Monday, January 16, 2012

Canterboli Tales

My mind is crammed with world literature, poetry, history of times and places past and exotic, filled with the arcane and the wondrous, intellectual delights and much too awful to recall without falling depressed into debilitation and sickness, weltschmertz, and loathing; but there is the swell of grand and elaborate hopes and dreams, visions of an impossible future of unfolding treasures and mad joys to indulge, of joke to retell. I have a full mind. But my Spanish is limited, and I slow down to a halt often enough, finding myself in a void of communication, searching for something I just do not have, i.e. the word that others will understand. And then, too, I find my English lowers to the simple, to the cliched, to the basic just above my Spanish. I speak the easy and the immediate. Gone are Bocaccio, Dante, Chaucer. 'I'm going to the tienda to buy soap.' This I say to travelers I meet, my tale, my contribution.

People I meet are often mysteries to me, as occult as stones. And when their secrets are reveled to me, when I hit on the right words and combinations thereof, I find often that they are going to the tienda to buy soap.

Few people traveling (those I meet) are on a pilgrimage to some holy site of universal power, they chattering away the days telling tales of the high and low to wile away the hours and the days as they move slowly toward the magnificent, telling tales of eternal delight. Nor are they driven from their homes by plagues, public or private, in search of anything much more than moving along from here to there in search of another mile and tea at a cafe in the sun, a stroll down the market highstreet to browse among local handicrafts for some thing or other to take back home when the traveling is done.

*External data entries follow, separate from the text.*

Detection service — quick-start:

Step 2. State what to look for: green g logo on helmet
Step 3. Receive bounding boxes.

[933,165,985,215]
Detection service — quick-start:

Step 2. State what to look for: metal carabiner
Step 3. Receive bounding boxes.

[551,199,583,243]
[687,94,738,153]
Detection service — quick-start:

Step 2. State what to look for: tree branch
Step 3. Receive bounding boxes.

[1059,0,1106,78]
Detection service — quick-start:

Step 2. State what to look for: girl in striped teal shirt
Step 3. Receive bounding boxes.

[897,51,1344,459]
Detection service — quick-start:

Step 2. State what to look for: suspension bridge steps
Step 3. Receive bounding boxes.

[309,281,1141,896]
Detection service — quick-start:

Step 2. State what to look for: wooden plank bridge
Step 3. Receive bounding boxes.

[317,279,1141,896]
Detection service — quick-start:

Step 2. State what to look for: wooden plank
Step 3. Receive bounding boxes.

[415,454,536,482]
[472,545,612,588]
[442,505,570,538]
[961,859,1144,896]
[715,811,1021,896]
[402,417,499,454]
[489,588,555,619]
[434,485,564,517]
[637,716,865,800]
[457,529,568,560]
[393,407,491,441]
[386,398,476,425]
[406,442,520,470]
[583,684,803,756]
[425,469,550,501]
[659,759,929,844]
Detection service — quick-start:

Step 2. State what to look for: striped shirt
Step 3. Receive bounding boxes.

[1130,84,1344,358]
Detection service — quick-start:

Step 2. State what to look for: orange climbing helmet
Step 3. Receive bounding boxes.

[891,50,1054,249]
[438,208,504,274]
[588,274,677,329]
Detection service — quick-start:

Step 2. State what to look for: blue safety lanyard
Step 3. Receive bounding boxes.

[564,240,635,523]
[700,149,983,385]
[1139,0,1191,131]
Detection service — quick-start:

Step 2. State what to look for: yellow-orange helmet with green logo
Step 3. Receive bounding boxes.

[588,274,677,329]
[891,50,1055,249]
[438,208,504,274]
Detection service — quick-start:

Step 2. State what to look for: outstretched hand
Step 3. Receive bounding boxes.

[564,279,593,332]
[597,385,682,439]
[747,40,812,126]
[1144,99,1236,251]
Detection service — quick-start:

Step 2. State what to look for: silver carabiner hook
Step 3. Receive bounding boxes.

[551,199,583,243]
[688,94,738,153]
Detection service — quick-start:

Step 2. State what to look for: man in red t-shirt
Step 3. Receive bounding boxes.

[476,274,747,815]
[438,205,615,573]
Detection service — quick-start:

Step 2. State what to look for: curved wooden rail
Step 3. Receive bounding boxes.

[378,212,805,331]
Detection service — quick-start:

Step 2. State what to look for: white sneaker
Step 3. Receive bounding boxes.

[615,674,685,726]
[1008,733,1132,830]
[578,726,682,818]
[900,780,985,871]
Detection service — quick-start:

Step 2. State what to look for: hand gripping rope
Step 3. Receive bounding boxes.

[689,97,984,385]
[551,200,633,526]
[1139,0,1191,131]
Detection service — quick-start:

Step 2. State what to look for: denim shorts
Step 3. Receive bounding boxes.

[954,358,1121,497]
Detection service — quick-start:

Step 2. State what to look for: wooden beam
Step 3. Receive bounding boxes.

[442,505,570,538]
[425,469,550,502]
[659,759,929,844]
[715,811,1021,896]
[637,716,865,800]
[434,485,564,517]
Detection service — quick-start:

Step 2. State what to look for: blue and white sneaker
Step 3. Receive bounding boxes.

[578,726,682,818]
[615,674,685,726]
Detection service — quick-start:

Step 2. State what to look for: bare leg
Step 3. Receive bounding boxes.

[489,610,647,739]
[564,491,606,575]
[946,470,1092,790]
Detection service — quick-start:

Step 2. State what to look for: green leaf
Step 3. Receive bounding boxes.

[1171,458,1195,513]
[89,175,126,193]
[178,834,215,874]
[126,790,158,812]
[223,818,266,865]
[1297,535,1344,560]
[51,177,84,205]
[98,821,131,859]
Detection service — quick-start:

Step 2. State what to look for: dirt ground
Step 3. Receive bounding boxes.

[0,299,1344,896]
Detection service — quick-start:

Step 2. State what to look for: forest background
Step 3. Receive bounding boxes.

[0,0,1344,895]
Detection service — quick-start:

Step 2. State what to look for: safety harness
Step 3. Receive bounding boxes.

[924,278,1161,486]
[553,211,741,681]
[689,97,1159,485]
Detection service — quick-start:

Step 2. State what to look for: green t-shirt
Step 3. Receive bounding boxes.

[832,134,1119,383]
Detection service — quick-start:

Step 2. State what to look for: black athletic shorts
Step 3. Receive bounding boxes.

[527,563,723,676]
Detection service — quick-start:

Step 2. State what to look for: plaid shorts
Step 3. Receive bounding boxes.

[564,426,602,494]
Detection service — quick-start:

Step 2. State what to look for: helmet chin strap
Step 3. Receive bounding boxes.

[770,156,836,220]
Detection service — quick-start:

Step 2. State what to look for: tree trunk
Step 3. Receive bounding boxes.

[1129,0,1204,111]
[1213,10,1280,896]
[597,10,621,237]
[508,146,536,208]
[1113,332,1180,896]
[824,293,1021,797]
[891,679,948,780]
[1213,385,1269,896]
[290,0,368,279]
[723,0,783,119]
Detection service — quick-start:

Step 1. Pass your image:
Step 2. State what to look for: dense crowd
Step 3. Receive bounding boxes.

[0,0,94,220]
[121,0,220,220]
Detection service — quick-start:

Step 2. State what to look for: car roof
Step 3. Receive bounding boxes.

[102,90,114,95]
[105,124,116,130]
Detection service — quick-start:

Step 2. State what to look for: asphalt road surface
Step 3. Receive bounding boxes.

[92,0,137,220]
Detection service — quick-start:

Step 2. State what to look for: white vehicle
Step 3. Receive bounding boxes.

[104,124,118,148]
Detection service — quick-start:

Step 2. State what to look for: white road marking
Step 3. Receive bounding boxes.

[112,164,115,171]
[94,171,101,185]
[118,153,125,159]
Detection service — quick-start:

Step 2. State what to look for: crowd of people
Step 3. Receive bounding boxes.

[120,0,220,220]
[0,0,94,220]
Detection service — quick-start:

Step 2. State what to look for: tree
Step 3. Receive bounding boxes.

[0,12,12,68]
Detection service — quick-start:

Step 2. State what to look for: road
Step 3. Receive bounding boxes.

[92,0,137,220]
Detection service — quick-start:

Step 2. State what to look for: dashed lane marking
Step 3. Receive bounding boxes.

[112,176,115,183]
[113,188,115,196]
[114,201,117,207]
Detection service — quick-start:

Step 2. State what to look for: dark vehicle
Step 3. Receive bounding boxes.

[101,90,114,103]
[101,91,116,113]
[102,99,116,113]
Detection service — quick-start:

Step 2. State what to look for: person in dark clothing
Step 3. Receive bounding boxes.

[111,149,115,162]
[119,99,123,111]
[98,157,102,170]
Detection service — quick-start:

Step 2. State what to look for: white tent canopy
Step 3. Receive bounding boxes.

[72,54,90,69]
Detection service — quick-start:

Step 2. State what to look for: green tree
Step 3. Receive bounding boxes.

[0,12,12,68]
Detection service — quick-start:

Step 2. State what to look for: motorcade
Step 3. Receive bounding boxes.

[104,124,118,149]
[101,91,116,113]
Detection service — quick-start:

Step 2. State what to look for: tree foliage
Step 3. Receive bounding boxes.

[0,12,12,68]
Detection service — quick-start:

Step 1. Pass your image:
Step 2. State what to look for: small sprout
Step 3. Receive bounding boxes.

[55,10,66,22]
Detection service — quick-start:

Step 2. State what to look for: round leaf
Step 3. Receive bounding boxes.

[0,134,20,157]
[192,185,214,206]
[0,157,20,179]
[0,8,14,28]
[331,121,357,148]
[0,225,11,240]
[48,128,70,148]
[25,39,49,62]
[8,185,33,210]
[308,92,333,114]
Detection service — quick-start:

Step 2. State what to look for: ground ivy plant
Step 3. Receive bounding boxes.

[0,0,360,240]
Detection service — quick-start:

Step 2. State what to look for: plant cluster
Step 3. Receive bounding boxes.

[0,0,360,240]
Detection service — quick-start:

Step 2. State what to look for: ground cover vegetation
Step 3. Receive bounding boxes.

Some might stop on the sidewalk briefly to admire the old statuary atop a church facade, or they might stop for ice-cream to eat under the shelter of a tree in the park. The tale of the day is cosmically interesting insofar as it is possible. The day of travel is as simple as buying soap. The great literature of the world rests idly in my mind, and I long to chat with simple girls, clean and smiling, their tales of sweet smells and smooth skin and warm water, tales of soap and bath.